Here's where it gets interesting. Many polymers contain big, bulky monomers, which means the individual building blocks of the molecule crowd together. This makes the polymer stiff and inflexible at room temperature. Other polymers have subunits that fit together so well that they have a crystalline arrangement at normal temperatures. These kinds of polymers give us plastics and resins. Then there are elastomers, which have an altogether different arrangement. Under normal conditions, the long molecules of an elastomer are irregularly coiled like a slithering mass of snakes. When a force is applied to these molecules, they straighten out in the direction in which they're being pulled. Imagine the mass of snakes suddenly aligning and stretching out to their full length, from end to end. As soon as the force is released, the molecules spontaneously return to their normal, coiled-up arrangement.

The dividing line between plastic polymers and elastic polymers is a temperature known as the glass transition temperature, or T_g. Extremely flexible molecules have glass transition temperatures in the range of negative 195 degrees Fahrenheit (negative 125 degrees Celsius). Rigid or crystalline molecules can have glass transition temperatures as high as 419 degrees Fahrenheit (215 degrees Celsius). For example, T_g for polystyrene (used in Styrofoam) and polymethyl methacrylate (used in Lucite) is 212 degrees Fahrenheit (100 degrees Celsius).

Natural rubber is a polymer known as polyisoprene. It's built from repeating units of isoprene, a hydrocarbon consisting of five carbon atoms and eight hydrogen atoms. In its long-chain form, polyisoprene can take one of four three-dimensional shapes, which chemists refer to as isomers. Natural rubber consists almost entirely of one of these isomers, cis-1, 4 polyisoprene.

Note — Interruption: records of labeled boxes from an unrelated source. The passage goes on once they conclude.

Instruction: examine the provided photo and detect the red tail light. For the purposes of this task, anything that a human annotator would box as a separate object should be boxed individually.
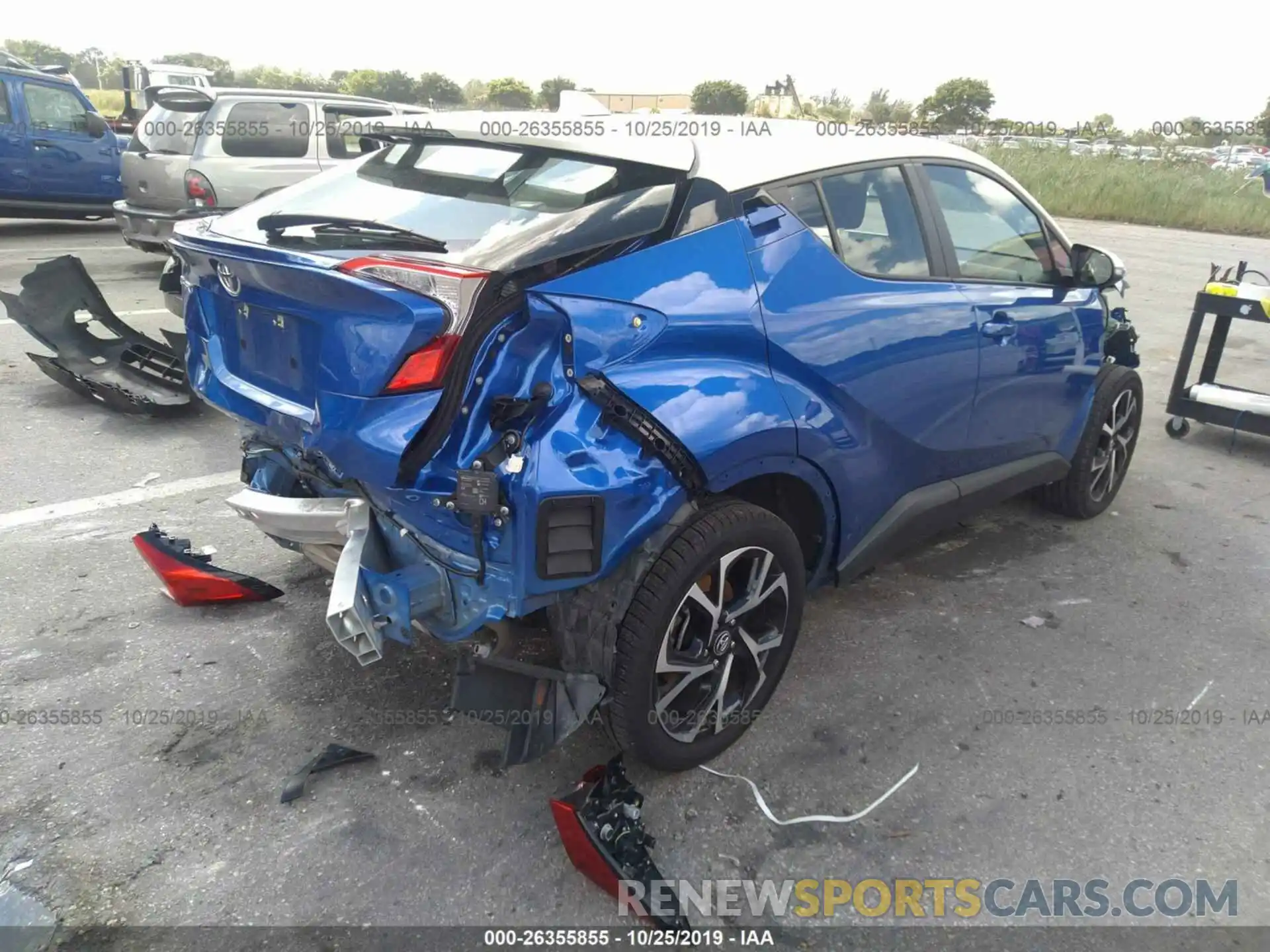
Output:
[551,799,618,898]
[384,334,458,393]
[132,526,282,608]
[185,169,216,208]
[338,255,489,393]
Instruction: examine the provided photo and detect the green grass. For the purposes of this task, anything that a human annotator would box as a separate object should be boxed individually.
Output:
[979,149,1270,237]
[84,89,123,116]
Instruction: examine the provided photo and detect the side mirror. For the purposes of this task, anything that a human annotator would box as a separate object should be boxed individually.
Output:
[1072,245,1124,291]
[84,113,110,138]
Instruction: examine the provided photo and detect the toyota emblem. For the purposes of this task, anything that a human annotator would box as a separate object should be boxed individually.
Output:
[216,264,243,297]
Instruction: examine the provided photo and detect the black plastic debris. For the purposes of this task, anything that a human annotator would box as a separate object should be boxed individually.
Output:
[132,526,283,608]
[0,255,198,416]
[551,754,689,929]
[280,744,374,803]
[450,654,605,768]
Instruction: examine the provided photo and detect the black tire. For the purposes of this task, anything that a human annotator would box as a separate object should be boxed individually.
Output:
[1039,367,1142,519]
[607,500,805,770]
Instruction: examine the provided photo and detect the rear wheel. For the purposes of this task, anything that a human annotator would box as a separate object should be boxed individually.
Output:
[609,501,805,770]
[1040,367,1142,519]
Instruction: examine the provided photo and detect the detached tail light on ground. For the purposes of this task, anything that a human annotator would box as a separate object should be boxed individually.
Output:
[132,526,282,608]
[339,255,489,393]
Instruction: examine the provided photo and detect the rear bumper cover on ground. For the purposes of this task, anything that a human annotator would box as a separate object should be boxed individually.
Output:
[226,489,456,666]
[0,255,197,416]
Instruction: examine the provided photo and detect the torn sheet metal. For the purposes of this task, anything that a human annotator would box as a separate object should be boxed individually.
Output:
[0,255,198,416]
[280,744,374,803]
[132,526,283,608]
[551,754,689,929]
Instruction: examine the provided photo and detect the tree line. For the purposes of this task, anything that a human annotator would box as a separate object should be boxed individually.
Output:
[4,40,1270,146]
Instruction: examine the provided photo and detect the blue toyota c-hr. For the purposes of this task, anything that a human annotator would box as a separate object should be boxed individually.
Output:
[173,123,1142,770]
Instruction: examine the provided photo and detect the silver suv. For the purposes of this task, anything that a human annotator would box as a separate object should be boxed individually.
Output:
[114,87,429,251]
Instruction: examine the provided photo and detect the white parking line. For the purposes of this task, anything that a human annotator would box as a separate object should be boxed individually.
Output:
[0,469,239,532]
[0,313,171,333]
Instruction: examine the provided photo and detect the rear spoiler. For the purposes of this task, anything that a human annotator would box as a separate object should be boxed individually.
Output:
[145,87,216,113]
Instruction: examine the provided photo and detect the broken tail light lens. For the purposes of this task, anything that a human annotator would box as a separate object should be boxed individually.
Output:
[384,334,458,393]
[337,255,489,393]
[551,754,689,929]
[132,526,282,608]
[185,169,216,208]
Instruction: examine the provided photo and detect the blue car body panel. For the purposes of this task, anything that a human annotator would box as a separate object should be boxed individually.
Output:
[173,147,1122,654]
[0,70,126,216]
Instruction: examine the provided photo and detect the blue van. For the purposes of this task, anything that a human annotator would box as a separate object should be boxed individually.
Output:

As we've already noted, natural rubber is stable across a fairly narrow range of temperatures. As the isoprene molecule begins to cool, it crystallizes. As it heats up, it starts to lose its elasticity. And if it reacts with oxygen and ozone in the atmosphere, the molecule starts to fall apart at the carbon-to-carbon double bonds. During vulcanization, polyisoprene is heated with sulfur, which causes adjacent polymer chains to link together via sulfur atoms, forming a loose molecular network that overcomes all of the disadvantages of untreated rubber.

Not that you need to know any of this to enjoy your elastic-infused clothing and accessories. Then again, it's kind of cool to think that the elastic in your waistband might have hailed from the jungles of South America or that your Spanx body shaper owes its existence to two pocket-protector-toting, polymer-slinging chemists from DuPont.